La terre fertile faiblit face à l'air courroucé, l'eau triomphe sur la chaleur du soleil... Et aujourd'hui, j'ai décidé de contribuer à ce déchaînement de la Nature.

Le déluge qui sévit abat ses trombes d'eau sur moi, alors que je me tiens dehors, au beau milieu des champs entourant le domaine. Nez levé vers les cieux enragés, j'observe la menace noire qui réside au-dessus de ma tête. Tout n'est plus que ténèbres et grisaille partout. Le vent fouette mon visage trempé, cinglant, et emporte tout ce qui est à sa portée dans son sillage.

— Allan !

Je suis étonné de réussir à entendre ce cri au milieu de cette agitation. L'averse est si forte, j'aurais cru que rien n'aurait pu venir troubler cette pluie torrentielle... Mais c'était sans compter sur la voix tonitruante de Sander.

— Allan !

Il est à un petit kilomètre de moi. Il ne lui faudra qu'une poignée de secondes pour me rejoindre, même si le temps est hautement mauvais et dangereux.

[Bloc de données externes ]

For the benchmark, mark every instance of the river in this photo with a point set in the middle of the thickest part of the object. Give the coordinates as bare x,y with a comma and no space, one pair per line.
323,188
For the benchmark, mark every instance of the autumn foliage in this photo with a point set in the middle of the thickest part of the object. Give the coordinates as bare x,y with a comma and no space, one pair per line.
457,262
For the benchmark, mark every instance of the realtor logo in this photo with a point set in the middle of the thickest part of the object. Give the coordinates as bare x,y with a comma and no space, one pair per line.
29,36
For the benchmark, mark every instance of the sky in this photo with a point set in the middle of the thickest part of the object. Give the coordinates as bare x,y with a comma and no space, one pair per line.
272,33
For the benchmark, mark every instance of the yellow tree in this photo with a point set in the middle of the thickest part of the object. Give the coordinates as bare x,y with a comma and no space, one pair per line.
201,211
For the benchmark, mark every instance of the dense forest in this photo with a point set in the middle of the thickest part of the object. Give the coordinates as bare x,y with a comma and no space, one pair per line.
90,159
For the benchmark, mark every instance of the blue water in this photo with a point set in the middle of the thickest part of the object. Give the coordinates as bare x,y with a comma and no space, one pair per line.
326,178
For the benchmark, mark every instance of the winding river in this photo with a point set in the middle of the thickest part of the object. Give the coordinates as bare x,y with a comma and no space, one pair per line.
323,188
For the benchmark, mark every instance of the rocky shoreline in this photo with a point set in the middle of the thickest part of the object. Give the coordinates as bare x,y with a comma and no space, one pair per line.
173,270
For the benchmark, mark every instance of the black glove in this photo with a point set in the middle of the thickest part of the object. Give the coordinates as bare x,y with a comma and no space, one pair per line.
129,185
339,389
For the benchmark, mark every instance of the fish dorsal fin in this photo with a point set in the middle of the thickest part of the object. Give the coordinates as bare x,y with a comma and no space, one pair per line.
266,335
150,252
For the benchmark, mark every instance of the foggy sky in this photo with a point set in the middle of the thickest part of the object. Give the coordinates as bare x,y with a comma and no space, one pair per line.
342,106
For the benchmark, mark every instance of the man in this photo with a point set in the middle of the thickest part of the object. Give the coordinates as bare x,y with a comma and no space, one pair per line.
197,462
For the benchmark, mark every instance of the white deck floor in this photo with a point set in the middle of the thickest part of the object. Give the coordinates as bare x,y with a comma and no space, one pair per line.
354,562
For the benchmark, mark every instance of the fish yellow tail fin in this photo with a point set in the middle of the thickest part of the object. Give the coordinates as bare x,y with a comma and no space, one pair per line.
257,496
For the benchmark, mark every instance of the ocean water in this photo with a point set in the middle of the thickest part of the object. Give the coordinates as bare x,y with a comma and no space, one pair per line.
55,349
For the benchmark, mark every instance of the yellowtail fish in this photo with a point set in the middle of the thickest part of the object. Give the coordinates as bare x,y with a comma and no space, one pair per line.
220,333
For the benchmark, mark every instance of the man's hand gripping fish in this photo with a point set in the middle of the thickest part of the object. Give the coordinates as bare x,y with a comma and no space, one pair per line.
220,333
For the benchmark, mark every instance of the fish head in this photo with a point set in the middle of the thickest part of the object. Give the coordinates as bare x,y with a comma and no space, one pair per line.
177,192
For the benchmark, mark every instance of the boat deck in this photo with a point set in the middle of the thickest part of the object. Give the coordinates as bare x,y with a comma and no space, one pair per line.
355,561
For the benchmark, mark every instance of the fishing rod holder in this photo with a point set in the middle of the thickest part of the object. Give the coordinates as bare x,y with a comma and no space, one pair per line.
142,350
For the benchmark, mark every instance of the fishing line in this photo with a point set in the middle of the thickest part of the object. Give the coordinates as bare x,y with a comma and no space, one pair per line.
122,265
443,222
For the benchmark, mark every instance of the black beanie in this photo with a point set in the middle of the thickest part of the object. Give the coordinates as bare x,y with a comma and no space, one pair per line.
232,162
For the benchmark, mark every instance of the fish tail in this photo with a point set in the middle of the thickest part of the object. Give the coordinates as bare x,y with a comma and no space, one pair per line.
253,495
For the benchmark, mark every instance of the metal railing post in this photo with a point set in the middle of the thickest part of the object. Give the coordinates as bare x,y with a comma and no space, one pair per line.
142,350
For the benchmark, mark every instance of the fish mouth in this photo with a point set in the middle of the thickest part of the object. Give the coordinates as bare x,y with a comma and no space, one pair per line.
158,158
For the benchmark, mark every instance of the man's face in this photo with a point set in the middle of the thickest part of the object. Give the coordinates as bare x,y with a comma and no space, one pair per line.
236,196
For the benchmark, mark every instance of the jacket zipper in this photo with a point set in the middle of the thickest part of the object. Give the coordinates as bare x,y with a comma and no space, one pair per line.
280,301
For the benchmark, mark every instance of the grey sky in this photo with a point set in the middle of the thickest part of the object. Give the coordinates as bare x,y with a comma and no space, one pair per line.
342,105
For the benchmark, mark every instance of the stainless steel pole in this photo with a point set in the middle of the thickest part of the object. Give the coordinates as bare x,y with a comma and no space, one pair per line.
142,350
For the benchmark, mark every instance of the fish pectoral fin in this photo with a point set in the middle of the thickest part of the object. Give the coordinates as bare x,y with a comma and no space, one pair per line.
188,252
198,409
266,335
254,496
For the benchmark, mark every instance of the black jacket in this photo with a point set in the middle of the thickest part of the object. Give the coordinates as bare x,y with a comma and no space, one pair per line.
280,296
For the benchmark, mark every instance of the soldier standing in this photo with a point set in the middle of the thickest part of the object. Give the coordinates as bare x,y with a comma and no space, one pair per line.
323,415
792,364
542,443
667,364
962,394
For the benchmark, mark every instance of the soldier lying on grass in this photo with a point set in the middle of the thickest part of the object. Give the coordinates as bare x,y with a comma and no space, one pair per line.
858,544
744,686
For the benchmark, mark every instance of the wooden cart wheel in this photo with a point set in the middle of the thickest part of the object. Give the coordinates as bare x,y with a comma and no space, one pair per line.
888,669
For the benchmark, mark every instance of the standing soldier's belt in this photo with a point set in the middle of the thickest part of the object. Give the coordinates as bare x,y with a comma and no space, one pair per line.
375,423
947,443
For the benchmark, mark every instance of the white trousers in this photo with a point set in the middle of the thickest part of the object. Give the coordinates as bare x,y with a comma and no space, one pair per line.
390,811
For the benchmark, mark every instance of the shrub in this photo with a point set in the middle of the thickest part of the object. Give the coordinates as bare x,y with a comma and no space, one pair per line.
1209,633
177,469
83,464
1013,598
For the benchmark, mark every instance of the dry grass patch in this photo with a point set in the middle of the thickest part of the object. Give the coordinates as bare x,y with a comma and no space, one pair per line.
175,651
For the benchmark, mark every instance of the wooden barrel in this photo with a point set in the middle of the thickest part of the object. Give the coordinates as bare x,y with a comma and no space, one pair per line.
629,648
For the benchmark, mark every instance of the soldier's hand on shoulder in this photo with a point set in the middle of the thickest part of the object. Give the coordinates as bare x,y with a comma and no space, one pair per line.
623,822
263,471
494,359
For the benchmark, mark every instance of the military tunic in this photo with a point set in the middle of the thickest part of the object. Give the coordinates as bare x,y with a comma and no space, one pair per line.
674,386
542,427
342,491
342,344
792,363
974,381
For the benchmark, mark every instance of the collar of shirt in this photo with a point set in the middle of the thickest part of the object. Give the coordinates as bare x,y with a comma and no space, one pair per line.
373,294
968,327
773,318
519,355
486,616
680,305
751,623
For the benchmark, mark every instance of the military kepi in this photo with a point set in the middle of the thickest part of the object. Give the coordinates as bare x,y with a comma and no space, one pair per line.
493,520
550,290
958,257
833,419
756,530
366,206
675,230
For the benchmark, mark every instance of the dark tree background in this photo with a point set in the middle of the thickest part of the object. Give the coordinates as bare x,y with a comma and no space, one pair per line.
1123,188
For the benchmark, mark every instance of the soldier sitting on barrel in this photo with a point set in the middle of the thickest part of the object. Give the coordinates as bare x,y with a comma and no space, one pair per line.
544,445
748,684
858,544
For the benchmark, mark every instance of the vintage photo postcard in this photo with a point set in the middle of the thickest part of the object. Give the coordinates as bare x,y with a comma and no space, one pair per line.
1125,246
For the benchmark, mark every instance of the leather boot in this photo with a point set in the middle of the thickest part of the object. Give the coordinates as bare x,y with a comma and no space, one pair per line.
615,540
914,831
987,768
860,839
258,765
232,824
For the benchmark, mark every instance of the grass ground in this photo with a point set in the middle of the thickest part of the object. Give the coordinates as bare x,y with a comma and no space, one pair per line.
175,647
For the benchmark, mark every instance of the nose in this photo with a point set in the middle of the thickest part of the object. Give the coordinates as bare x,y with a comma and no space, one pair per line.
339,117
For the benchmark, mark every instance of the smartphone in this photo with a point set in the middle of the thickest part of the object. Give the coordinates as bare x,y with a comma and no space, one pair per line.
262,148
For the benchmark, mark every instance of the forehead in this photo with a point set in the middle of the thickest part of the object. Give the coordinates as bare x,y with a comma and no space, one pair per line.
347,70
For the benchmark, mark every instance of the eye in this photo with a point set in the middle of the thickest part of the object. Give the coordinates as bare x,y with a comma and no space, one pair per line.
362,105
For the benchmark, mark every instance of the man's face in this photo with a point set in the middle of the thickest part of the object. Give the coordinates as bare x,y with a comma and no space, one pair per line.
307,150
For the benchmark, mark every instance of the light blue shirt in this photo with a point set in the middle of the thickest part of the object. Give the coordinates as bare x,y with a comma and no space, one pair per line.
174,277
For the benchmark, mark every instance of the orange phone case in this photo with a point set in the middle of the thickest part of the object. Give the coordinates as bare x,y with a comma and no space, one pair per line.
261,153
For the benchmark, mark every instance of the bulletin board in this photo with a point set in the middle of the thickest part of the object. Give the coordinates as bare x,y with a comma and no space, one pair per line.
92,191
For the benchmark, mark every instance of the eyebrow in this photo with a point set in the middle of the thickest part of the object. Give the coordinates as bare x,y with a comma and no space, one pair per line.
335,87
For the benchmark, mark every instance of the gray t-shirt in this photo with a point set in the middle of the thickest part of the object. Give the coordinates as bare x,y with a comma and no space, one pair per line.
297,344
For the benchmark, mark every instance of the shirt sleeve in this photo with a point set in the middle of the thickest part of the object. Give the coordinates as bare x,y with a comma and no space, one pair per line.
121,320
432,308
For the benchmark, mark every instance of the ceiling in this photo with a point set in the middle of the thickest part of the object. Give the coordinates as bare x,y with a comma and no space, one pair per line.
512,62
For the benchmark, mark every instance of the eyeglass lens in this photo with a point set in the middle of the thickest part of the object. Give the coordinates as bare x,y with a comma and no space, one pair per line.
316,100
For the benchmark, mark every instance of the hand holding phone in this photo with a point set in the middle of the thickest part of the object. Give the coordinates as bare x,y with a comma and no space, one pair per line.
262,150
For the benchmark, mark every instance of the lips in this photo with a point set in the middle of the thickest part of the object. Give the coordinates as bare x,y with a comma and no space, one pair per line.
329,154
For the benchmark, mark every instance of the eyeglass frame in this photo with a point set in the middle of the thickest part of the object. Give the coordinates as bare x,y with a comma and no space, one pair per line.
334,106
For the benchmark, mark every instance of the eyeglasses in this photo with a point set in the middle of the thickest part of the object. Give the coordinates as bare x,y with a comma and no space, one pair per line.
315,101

Je reporte toute mon attention sur les nuages oppressants qui me surplombent et les analyse, concentré. Tranquillement, ma main droite s'élève au niveau de mon poitrail tandis que mes paupières s'abaissent. Je prends une courte inspiration et visualise par la pensée le ciel entravé, l'eau sévère, les bourrasques sifflantes...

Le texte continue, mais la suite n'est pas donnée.